A high concentration RZ358 formulation was tested and its long-term stability and efficacy were evaluated. The long-term stability of 80 mg/mL RZ358 in 10 mM L-histidine, 10 mM L-methionine, 270 mM sorbitol, 0.01% (w/w) polysorbate 20, pH 5.8 was measured at 2°C to 8°C. The analysis showed that two experimental lots were stable between pH 5.4 and pH 6.3 for up to 60 months (Fig. 14a). The protein concentration was also stable between 70-90 mg/kg under the same storage conditions (Fig. 14b). Osmolality measurements of the same lot over the same period showed that the osmolality was stable around 320-340 mOsm/kg and may be stable between 286 and 366 mOsm/kg.

After storage for 60 months at 2°-8°C, the % light chain and % heavy chain of the antibody lots were assessed by CE-SDS (reduction). The amount of light chain was within the range of 27% to 36%, whereas the amount of heavy chain was within the acceptable range of 62% to 71%.

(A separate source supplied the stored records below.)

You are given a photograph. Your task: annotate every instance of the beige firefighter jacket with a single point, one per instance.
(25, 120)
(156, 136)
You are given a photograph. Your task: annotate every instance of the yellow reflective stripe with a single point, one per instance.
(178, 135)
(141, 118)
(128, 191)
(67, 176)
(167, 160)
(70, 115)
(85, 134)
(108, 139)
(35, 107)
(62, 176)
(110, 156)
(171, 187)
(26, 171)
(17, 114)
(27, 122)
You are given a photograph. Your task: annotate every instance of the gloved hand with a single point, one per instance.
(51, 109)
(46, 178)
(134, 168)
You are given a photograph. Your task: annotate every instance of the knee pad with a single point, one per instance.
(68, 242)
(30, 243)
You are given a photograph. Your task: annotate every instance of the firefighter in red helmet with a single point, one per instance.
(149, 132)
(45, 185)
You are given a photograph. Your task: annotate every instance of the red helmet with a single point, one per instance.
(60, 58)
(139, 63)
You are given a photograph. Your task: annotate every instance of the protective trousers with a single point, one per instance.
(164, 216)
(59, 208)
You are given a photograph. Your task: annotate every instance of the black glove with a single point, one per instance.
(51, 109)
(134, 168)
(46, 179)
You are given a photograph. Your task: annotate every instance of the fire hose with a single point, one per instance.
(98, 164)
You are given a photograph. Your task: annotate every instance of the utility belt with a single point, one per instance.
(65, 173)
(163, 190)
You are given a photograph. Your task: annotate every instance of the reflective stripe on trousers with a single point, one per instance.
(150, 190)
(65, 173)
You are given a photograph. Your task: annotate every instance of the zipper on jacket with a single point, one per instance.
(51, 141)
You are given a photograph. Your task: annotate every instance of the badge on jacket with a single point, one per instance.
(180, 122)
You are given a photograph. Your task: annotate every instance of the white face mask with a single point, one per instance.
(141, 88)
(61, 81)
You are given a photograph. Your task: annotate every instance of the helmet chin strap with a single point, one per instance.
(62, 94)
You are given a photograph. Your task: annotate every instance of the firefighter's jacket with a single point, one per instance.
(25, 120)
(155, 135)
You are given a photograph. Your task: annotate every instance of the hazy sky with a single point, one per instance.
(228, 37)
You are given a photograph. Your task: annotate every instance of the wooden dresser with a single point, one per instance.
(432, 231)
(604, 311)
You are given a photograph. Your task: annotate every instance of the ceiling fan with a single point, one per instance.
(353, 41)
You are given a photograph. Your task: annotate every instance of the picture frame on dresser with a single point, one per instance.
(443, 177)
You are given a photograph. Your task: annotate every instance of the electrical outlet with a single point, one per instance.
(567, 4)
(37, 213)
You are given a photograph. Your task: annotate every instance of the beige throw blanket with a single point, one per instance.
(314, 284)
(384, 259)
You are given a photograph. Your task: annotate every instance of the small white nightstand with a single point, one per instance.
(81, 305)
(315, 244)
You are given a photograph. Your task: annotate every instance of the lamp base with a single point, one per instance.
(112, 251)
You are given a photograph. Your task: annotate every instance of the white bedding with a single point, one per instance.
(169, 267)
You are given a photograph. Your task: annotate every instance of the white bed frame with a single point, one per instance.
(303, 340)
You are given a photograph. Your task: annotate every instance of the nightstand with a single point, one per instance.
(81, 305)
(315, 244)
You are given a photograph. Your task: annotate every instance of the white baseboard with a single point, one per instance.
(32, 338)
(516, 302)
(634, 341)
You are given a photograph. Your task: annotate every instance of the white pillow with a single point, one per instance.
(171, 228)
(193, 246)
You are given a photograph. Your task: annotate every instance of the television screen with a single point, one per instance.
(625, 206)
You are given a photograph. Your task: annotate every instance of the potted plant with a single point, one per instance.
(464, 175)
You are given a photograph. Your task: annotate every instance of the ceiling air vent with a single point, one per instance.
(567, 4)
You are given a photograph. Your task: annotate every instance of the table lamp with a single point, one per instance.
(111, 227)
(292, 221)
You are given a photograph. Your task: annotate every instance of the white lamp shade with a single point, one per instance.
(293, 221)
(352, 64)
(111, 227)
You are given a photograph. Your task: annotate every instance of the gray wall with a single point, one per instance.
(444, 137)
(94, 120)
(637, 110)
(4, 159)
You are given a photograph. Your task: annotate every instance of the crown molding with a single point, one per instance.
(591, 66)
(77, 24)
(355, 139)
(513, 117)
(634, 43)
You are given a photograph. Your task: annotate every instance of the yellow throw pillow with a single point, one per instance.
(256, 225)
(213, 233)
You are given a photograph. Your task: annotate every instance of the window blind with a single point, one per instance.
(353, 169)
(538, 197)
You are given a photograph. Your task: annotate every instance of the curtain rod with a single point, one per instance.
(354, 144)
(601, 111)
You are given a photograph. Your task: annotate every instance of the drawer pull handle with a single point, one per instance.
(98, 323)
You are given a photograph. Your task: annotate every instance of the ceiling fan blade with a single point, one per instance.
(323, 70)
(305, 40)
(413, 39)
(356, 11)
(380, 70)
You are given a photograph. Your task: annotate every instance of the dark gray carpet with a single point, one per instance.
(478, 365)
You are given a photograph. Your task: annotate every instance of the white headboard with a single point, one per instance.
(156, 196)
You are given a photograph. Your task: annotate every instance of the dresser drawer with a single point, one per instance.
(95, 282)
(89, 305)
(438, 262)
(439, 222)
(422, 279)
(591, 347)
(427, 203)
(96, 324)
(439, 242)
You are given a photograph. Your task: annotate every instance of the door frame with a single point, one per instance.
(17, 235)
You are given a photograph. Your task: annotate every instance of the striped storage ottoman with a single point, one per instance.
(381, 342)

The antibody formulations were stored at 2°-8°C for 60 months and then measured for impurities and degradation products. Total impurities assessed by reduced CE-SDS showed less than 3% impurities in either of the two lots detected during the storage period (Fig. 15a). Analysis of impurities by non-reduced CE-SDS showed less than 9% impurities during the storage time (Fig. 15b). Reduced CE-SDS identified most of the detectable antibodies in the main peak within the acceptance criteria of 90-100% (Fig. 16a).

Cation exchange chromatography analysis showed antibodies detected in the main peak (~40-50% M1 and ~30% M2) (Figures 16b, 16c) and subsets of proteins detectable in the acidic peak fraction (<20%) (Figure 17a) and basic peak fractions (<22%) (Figure 17b).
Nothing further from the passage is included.